Since most people with long-term and complex health needs also depend on social care services in order to maintain their health, well-being and independence, it is crucial that the Bill ensures that measures to increase integration also extend to social care. In the NHS, integration has primarily focused on integration of primary and secondary healthcare and to integrate back office support such as IT, human resources and estate management in order to make efficiency savings. While both of these aspects of integration are important, they will not lead to the system transformation hoped for in the Government’s Liberating the NHS White Paper. We need to continue the now reasonably well established place-based approach to integration which brings health and social care together, in which the totality of public resources is directed to develop seamless services which support individuals. As such, they are far more likely to lead to system reform in which all public services focus on achieving better outcomes for individuals and communities.

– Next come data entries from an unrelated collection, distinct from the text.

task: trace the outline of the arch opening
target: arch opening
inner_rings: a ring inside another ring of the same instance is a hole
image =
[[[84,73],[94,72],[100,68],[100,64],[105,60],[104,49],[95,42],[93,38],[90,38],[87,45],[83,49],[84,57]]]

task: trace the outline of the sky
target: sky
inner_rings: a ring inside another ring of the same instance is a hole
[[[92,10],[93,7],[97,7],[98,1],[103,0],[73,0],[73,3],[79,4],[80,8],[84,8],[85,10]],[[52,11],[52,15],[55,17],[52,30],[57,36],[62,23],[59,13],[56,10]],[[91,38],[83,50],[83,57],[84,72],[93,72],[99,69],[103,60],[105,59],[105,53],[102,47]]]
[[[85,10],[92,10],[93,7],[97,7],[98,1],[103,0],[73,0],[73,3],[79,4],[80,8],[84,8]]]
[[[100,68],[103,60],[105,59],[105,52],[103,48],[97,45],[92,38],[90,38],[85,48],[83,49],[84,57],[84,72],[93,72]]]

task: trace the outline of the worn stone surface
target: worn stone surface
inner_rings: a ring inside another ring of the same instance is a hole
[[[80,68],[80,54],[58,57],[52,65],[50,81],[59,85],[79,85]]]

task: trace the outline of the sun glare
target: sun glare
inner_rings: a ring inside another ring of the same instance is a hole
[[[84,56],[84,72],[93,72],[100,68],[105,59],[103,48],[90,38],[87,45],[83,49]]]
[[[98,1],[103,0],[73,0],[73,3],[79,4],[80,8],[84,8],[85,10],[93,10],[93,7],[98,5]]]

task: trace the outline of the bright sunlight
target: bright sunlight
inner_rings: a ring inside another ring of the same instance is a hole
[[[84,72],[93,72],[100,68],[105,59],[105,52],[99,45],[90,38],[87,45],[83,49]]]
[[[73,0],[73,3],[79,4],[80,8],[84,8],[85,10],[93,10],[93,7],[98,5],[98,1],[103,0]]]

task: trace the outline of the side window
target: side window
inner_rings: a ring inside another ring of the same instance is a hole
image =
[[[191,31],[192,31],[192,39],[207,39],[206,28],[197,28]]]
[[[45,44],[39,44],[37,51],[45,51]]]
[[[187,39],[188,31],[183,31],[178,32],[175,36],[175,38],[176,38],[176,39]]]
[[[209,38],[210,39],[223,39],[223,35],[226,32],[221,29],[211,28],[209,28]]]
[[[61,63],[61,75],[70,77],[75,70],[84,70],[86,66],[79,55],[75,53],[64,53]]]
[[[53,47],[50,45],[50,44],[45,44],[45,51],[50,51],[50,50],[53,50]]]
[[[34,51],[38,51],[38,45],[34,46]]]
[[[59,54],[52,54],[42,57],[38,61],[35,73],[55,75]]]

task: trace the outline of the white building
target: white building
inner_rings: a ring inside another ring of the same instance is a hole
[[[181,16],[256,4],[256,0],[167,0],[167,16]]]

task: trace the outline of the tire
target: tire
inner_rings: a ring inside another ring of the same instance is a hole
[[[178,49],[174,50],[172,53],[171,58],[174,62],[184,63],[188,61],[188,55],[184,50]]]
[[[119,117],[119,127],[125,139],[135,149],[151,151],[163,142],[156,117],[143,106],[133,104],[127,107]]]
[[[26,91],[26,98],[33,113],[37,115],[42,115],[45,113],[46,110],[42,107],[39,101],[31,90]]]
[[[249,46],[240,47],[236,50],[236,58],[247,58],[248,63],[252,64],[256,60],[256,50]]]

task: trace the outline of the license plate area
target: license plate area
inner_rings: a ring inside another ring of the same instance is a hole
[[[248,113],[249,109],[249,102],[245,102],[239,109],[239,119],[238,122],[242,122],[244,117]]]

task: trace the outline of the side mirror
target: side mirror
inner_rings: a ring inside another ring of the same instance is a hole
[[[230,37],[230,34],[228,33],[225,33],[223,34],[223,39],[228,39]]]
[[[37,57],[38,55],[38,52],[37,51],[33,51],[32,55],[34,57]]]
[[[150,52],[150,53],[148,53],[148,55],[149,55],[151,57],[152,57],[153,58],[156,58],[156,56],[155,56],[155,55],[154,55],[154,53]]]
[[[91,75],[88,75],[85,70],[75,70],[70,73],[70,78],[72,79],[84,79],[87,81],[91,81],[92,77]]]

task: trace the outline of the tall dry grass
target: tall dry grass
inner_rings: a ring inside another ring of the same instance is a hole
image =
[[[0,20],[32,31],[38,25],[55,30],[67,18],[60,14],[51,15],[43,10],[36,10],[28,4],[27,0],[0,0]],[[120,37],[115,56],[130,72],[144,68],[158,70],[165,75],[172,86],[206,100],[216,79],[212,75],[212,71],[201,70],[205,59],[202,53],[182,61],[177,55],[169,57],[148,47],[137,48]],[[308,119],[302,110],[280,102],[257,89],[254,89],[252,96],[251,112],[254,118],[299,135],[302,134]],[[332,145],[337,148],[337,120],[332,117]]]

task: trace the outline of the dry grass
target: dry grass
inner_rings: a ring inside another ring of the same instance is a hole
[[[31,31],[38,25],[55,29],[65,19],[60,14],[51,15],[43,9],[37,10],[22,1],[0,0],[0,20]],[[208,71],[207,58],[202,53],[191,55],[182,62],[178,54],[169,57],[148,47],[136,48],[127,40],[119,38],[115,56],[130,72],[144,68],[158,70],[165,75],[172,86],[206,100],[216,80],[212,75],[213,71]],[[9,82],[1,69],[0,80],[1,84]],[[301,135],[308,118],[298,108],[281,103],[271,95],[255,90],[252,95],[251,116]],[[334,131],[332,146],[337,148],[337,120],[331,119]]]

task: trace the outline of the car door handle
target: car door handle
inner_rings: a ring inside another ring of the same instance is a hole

Local councils have an established record of commissioning for people with complex and ongoing health and social care needs: in particular, homeless people; people with mental health problems, learning disabilities, AIDS/HIV and dementia; and children’s health. It is vital that commissioners of services for people with complex health and social care needs understand the important contribution of housing, leisure and recreation, access to education and other mainstream local authority services to supporting vulnerable people to remain healthy, independent and productive members of the community. Noble Lords have pointed out that clinical commissioning groups will have little understanding or experience of commissioning the complex package of support required. I would therefore emphasise the importance of joint commissioning or delegating commissioning to local authorities and hope that the Minister will respond positively to this.